Con la sua squadra, la nuova presidente del Consiglio deve governare quel che definisce ‘il periodo più difficile della storia d’Italia’
Visto che Giorgia Meloni non transige sulla definizione maschile del suo ruolo, tanto vale denominarla il "neo-Sisifo" italiano, dal nome del personaggio della mitologia greca che, per aver ingannato Zeus, fu condannato per l’eternità a spingere un masso fino alla sommità di un monte dal quale questo rotolava inesorabilmente a valle, costringendolo a ricominciare da capo l’impresa.

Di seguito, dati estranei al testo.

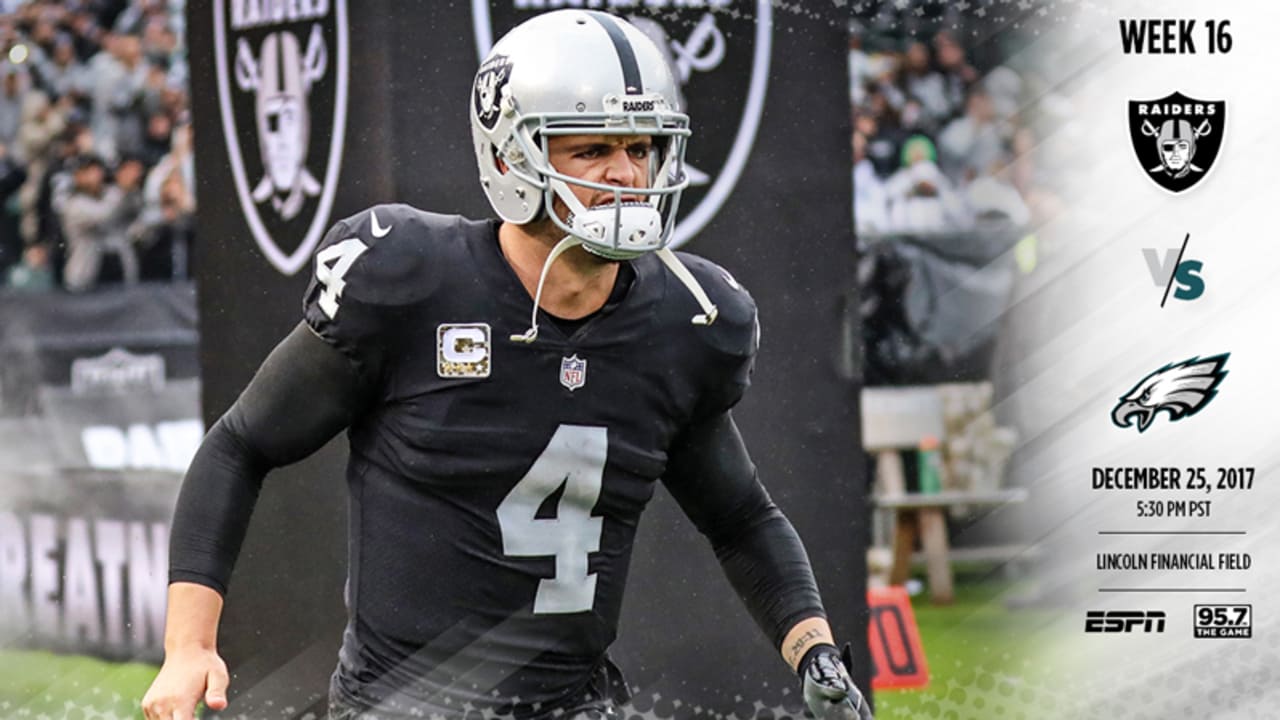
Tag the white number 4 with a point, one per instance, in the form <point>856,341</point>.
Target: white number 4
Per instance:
<point>332,264</point>
<point>574,460</point>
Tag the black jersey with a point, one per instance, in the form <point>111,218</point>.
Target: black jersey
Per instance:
<point>496,486</point>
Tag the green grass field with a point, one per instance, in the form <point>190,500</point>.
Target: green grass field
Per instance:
<point>983,659</point>
<point>42,684</point>
<point>982,664</point>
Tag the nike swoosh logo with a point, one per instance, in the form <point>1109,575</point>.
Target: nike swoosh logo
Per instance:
<point>378,229</point>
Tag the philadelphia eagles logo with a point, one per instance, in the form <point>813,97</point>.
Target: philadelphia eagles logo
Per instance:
<point>1182,390</point>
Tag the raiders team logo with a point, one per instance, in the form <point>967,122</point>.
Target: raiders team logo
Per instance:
<point>720,60</point>
<point>1176,137</point>
<point>489,82</point>
<point>282,89</point>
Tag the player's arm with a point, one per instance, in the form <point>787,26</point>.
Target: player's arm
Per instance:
<point>304,395</point>
<point>712,477</point>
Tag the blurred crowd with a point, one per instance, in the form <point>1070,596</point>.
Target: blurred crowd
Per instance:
<point>96,171</point>
<point>940,145</point>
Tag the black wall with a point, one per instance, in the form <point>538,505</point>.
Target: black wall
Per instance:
<point>784,232</point>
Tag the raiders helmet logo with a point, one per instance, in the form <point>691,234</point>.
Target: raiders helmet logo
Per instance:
<point>488,89</point>
<point>720,62</point>
<point>1176,139</point>
<point>282,82</point>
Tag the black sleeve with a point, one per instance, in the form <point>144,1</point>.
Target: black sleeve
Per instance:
<point>713,479</point>
<point>304,395</point>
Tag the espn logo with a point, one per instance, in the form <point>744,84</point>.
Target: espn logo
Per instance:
<point>1124,620</point>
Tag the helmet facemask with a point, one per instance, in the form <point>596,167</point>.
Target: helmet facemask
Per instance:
<point>625,228</point>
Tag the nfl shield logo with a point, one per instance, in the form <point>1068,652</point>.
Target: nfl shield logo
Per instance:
<point>572,372</point>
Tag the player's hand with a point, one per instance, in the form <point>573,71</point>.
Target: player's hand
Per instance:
<point>184,679</point>
<point>830,693</point>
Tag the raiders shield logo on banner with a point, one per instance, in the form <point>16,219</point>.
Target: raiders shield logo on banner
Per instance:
<point>1176,139</point>
<point>282,89</point>
<point>721,63</point>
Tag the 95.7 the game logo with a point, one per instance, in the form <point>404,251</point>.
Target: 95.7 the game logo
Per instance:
<point>1224,621</point>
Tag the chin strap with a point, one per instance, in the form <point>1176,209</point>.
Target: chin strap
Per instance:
<point>681,272</point>
<point>668,259</point>
<point>531,333</point>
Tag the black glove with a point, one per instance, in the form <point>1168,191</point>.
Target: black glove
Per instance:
<point>828,691</point>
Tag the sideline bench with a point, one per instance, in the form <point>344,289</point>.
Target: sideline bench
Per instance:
<point>896,419</point>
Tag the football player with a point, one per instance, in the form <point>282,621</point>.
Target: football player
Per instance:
<point>498,473</point>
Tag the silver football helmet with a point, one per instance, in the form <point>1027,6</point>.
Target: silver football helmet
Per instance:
<point>579,72</point>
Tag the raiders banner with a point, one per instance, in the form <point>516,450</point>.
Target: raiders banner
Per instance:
<point>282,89</point>
<point>1176,139</point>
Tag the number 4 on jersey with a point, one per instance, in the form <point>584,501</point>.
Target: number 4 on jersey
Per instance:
<point>332,264</point>
<point>574,459</point>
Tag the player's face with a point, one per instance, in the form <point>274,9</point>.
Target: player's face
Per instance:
<point>620,160</point>
<point>1176,153</point>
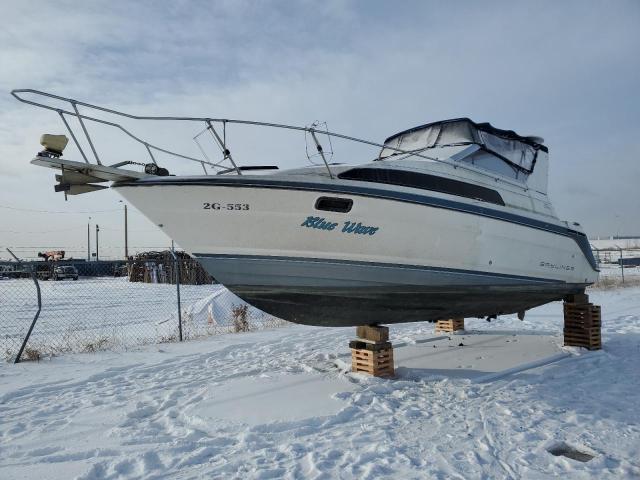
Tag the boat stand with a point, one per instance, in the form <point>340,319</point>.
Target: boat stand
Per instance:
<point>372,352</point>
<point>582,322</point>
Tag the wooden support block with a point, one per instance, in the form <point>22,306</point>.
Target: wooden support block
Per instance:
<point>374,333</point>
<point>377,363</point>
<point>584,315</point>
<point>582,325</point>
<point>579,298</point>
<point>449,326</point>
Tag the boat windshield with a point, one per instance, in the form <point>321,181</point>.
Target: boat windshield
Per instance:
<point>519,153</point>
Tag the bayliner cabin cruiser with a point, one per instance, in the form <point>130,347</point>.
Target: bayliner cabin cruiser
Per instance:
<point>450,219</point>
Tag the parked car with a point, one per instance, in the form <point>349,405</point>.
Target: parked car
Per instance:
<point>44,270</point>
<point>67,271</point>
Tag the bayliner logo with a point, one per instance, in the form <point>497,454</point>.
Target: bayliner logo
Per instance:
<point>556,266</point>
<point>321,223</point>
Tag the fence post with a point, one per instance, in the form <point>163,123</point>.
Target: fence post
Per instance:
<point>35,318</point>
<point>177,270</point>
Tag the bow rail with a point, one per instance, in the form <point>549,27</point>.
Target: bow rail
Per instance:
<point>207,121</point>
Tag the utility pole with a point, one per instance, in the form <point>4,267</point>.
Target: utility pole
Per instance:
<point>126,234</point>
<point>88,241</point>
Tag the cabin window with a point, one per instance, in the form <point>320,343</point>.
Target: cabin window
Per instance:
<point>423,181</point>
<point>334,204</point>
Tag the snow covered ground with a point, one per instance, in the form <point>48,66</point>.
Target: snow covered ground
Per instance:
<point>108,313</point>
<point>276,404</point>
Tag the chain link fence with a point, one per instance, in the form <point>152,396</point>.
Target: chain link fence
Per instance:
<point>92,306</point>
<point>618,266</point>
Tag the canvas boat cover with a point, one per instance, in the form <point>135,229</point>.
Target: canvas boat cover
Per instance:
<point>518,151</point>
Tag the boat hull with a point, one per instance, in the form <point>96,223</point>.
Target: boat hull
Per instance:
<point>326,293</point>
<point>387,260</point>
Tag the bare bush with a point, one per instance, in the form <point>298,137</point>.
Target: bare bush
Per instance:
<point>240,320</point>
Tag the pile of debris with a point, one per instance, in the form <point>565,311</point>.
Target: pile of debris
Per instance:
<point>160,267</point>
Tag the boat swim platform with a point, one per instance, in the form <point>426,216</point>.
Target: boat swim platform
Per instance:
<point>478,356</point>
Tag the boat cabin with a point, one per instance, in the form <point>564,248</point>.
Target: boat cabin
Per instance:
<point>492,150</point>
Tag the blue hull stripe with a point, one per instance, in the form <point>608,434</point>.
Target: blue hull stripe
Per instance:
<point>239,182</point>
<point>375,264</point>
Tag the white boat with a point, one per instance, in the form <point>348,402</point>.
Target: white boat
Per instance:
<point>451,219</point>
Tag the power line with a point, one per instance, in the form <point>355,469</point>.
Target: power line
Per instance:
<point>58,212</point>
<point>44,231</point>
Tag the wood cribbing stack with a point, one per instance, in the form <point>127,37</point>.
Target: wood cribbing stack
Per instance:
<point>450,325</point>
<point>372,353</point>
<point>582,322</point>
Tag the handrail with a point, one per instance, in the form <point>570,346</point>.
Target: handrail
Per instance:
<point>207,120</point>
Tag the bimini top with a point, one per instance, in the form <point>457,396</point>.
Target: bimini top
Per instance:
<point>518,151</point>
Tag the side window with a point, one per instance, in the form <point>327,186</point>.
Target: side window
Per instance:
<point>334,204</point>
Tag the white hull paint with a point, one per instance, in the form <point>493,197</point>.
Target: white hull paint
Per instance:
<point>407,233</point>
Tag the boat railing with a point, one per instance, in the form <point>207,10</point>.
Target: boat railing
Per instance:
<point>226,165</point>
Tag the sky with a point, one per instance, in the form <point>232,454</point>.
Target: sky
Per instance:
<point>567,71</point>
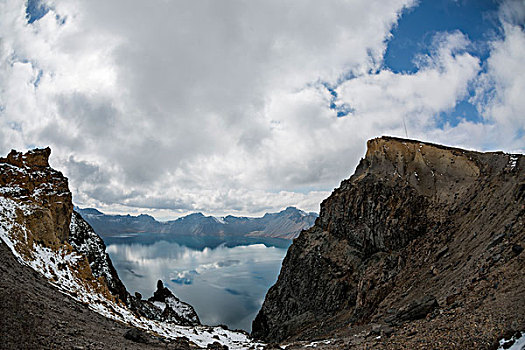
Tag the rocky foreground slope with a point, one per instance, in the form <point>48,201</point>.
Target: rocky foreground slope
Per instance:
<point>39,228</point>
<point>421,248</point>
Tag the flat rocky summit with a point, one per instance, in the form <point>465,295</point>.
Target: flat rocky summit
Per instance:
<point>421,248</point>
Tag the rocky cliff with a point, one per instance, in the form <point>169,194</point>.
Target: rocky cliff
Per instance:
<point>40,228</point>
<point>421,246</point>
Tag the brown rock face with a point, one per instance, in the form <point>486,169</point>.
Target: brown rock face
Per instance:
<point>420,236</point>
<point>44,189</point>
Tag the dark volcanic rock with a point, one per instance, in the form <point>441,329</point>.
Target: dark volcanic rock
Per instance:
<point>416,310</point>
<point>84,239</point>
<point>136,335</point>
<point>414,220</point>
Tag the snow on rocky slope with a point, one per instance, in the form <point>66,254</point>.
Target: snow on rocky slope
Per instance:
<point>38,224</point>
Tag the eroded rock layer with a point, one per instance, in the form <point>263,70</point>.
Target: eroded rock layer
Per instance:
<point>421,238</point>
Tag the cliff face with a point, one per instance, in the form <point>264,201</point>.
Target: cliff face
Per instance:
<point>38,225</point>
<point>420,231</point>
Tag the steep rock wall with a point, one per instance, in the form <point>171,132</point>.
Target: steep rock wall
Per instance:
<point>409,232</point>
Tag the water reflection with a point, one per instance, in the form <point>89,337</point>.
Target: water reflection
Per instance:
<point>226,284</point>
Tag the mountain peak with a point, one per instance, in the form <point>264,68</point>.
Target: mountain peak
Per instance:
<point>38,157</point>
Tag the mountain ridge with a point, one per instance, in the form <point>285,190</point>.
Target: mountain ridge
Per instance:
<point>286,224</point>
<point>40,229</point>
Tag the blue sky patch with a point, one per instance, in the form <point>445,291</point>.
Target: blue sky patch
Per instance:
<point>415,32</point>
<point>35,10</point>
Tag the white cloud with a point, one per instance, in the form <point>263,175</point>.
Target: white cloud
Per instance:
<point>170,107</point>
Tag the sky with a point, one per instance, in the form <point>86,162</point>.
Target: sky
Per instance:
<point>243,107</point>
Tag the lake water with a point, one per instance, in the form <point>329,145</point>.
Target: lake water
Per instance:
<point>224,278</point>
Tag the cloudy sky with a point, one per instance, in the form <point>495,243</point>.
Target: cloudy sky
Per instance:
<point>245,106</point>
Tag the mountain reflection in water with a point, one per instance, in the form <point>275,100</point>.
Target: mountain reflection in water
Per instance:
<point>224,278</point>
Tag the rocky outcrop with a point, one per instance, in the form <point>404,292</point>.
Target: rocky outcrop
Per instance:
<point>421,233</point>
<point>41,231</point>
<point>85,241</point>
<point>166,307</point>
<point>28,179</point>
<point>285,224</point>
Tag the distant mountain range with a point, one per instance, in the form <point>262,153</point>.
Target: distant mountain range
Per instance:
<point>286,224</point>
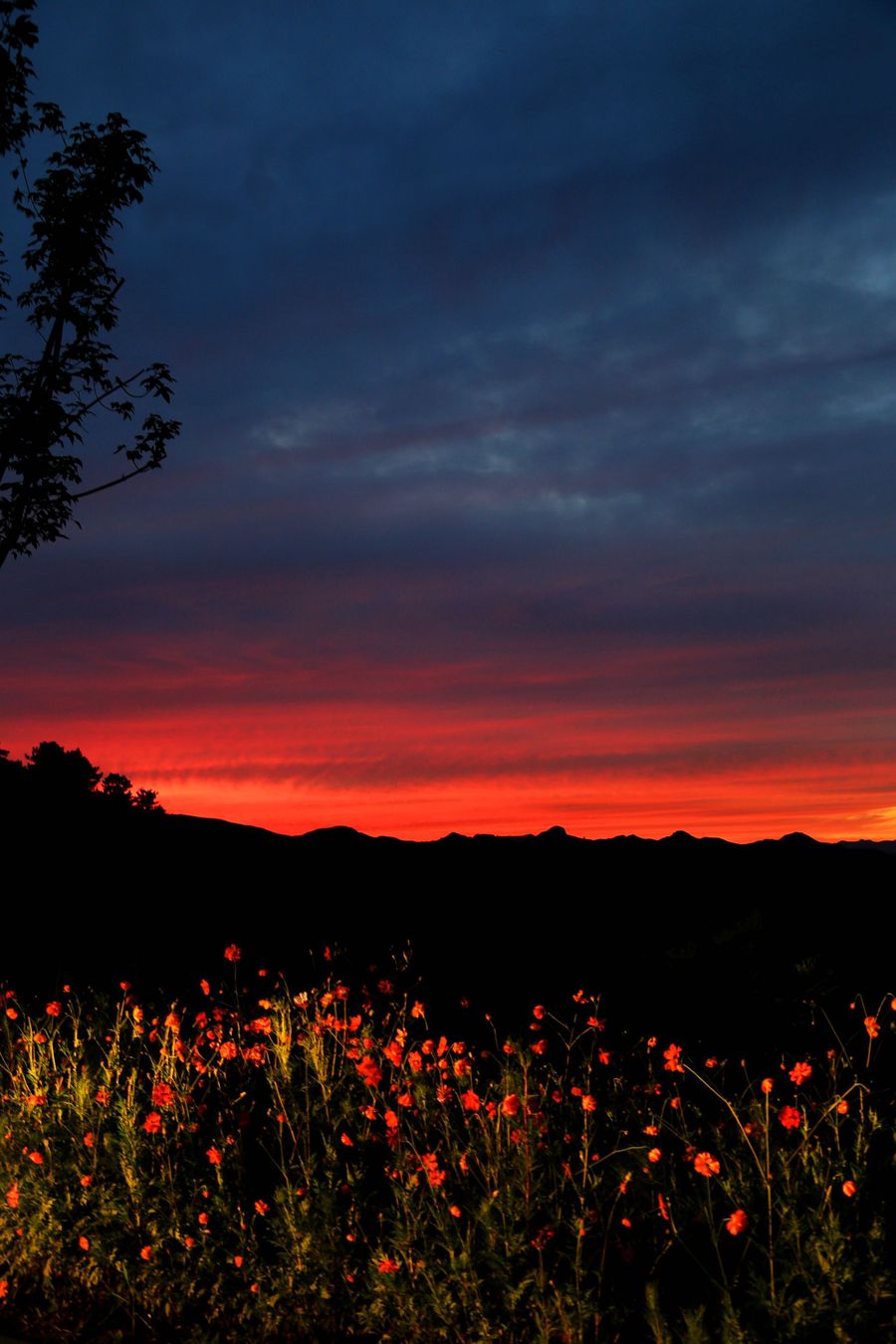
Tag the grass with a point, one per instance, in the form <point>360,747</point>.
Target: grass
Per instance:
<point>269,1162</point>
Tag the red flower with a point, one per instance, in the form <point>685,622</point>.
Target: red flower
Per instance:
<point>706,1164</point>
<point>162,1094</point>
<point>673,1059</point>
<point>369,1071</point>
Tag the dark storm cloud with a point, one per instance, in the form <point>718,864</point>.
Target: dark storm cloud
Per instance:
<point>531,338</point>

Con il fido cognato Lollobrigida, quel pericoloso perditempo di Salvini, il neoresponsabile della Transizione ecologica Pichetto Fratin che senza le benevole imbeccate del suo predecessore, Roberto Cingolani, vaga per i corridoi con lo sguardo perso nel vuoto, ebbene con questa ciurma Meloni ha proclamato di recente che "ci tocca governare nel periodo più difficile della storia d’Italia". Ovvero di un Paese che, dopo l’unità proclamata nel 1861, ha combattuto due guerre mondiali, ha vissuto la drammatica presa del potere da parte del fascismo, è stato lacerato da una guerra civile, dalla lotta al terrorismo e dalle stragi di mafia. Senza dimenticare le migliaia di vittime provocate da terremoti, catastrofiche esondazioni di laghi artificiali e altre disgrazie che un più attento rispetto del territorio avrebbe potuto risparmiare agli italiani.
Dunque, sarà mica per il caro-bollette, per dei conti pubblici che è una vita che vanno a ramengo, per la questione del tetto ai contanti, per il rave party di Modena e per l’afflusso di migranti su cui vigila l’occhio attento del Ministro Piantedosi, insediatosi al Viminale dove si presume lasci entrare dalla porta di servizio il suo capo Salvini, travestito una volta da usciere quell’altra da rider, che Giorgia Meloni deve sentirsi sull’orlo di un precipizio mai visto dal suo Paese.
D’altronde, da Mario Monti in su passando per i vari Letta, Renzi, Gentiloni, Conte uno e Conte due fino a Draghi, la musica da ormai oltre un decennio, per la penisola, è sempre la stessa. Certo, nessuno di loro è stato tirato su amorevolmente da un Gianfranco Fini, riabilitato di recente e in modo frettoloso da una stampa un po’ codina, nonostante un’uscita di scena condita da accuse di riciclaggio con un boss del gioco d’azzardo e di appropriazione indebita della "casa di Montecarlo". Fini però, come neppure Ignazio La Russa con la sua collezione di busti del Duce, riesce a spiegare l’incredibile successo politico del Sisifo della Garbatella.
Le cui radici, anche se probabilmente lei stessa ne è inconsapevole, affondano negli inizi del secolo scorso, con Filippo Tommaso Marinetti e la nascita del Futurismo. Di cui, inizialmente, quel gaglioffo di Mussolini si impadronì – nella sua versione rivoluzionaria, anticlericale e anti-monarchica – per poi abbandonarlo una volta ricevuto l’incarico di capo del Governo da un Savoia e sottoscrivendo il Concordato con il Vaticano. "Da dove veniamo? Chi siamo? Dove andiamo?", si chiedeva Paul Gauguin dal suo esilio polinesiano. Sarebbe il caso che il medesimo interrogativo se lo ponesse anche Giorgia Meloni. Sicuramente viene da lontano, per andare dove non lo si è ancora capito. Speriamo non a sbattere come il suo più illustre predecessore. Da cui continua a prendere le distanze, nonostante una contiguità ideologica difficile da negare.